No, because after porting they are as much Windows apps as Linux apps. So they stop being Linux strong point.
>”an OS is only as good as the applications it can run. ”
And all that porting leads to situation when you have run some apps on Linux and all apps on Windows. Not a good sign.
Just as KOffice reaches maturity, it is dropped from Fedora’s install disks. I won’t be able to download it over dial-up.
What we need is cross platform KDE and KOffice.
I mean, unless you can really drag the windows users over… OOo will still be the free suite on Windows.
snakecharm – I get your point, and didn’t mean to offend you or any other Linux Lover/advocate.
For me though, I’ve wasted far far too much time trying to get things working in linux, let alone getting things done.

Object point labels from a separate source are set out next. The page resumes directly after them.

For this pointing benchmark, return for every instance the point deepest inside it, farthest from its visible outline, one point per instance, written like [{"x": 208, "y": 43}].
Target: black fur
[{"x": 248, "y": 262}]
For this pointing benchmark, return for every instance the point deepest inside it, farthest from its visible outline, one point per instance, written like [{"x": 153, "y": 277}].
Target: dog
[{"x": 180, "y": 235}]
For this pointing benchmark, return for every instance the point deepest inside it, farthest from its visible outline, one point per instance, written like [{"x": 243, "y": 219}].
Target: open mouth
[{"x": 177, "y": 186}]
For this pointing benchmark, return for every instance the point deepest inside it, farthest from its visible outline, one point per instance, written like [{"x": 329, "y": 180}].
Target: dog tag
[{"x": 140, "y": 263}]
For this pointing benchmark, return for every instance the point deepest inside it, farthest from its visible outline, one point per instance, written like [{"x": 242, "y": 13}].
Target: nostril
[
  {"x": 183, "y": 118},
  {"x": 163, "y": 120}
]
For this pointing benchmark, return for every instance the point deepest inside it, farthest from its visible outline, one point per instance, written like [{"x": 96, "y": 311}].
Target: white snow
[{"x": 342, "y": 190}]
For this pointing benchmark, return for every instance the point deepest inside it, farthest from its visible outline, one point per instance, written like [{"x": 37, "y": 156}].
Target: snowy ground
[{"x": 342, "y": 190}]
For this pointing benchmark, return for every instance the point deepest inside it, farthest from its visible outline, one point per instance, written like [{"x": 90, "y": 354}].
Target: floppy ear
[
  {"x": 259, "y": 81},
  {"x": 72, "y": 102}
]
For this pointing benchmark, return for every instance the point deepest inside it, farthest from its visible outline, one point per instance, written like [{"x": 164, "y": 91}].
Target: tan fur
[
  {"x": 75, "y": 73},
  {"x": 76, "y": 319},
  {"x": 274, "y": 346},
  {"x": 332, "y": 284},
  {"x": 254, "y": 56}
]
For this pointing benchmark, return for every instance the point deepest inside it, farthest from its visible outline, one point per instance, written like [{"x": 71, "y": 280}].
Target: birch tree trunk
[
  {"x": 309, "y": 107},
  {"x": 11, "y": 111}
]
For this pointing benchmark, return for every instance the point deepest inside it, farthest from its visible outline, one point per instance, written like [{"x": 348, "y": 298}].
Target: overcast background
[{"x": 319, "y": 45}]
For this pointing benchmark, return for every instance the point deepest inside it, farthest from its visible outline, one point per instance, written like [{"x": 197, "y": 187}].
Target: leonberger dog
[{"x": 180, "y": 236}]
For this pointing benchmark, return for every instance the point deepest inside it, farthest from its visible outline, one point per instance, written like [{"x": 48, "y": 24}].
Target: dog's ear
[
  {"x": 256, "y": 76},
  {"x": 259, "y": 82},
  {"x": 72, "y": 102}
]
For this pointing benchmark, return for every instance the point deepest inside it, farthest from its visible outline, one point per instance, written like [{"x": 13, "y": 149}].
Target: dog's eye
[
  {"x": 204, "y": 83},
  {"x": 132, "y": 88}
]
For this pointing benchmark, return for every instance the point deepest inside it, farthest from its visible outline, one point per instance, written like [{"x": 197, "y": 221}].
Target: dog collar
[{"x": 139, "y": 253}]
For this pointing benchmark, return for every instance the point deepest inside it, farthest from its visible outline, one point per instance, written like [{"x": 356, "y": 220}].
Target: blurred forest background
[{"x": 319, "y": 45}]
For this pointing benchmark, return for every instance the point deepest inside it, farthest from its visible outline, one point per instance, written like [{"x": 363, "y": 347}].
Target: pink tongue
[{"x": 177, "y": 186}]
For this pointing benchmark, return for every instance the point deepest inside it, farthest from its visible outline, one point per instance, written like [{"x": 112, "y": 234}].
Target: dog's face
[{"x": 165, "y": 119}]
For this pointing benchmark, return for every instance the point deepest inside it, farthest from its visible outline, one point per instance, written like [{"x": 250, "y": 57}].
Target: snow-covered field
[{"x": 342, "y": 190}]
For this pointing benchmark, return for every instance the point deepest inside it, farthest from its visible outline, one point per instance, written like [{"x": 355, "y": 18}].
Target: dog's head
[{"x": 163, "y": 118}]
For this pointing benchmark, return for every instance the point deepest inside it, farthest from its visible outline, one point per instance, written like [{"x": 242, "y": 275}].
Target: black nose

and as far as learning another os paradigm is concerned. AS a CS graduate and computer industry empoloyee and journalist I’ve always thought that the computer should do the hard work, so I don’t have to.
Every OS should be intuative and easy to understand and use whilst providing the maximum flexibility for learning styles and mental models – of course this is an ideal and VERY hard to achieve (but a philosophy Apple have based their success on trying to achieve!) – I don’t need to know how the OS works, or how to compile a kernel, hell I don’t even need to know what a kernel is – I just want a computer that lets me work easily and quickly.
For me, Linux as an OS doesn’t do this – KOffice however, it has to be said, does. Simple, straightforwards, understandable (works like any other office suite and where it doesn’t, it’s easy to figure out how to use it!)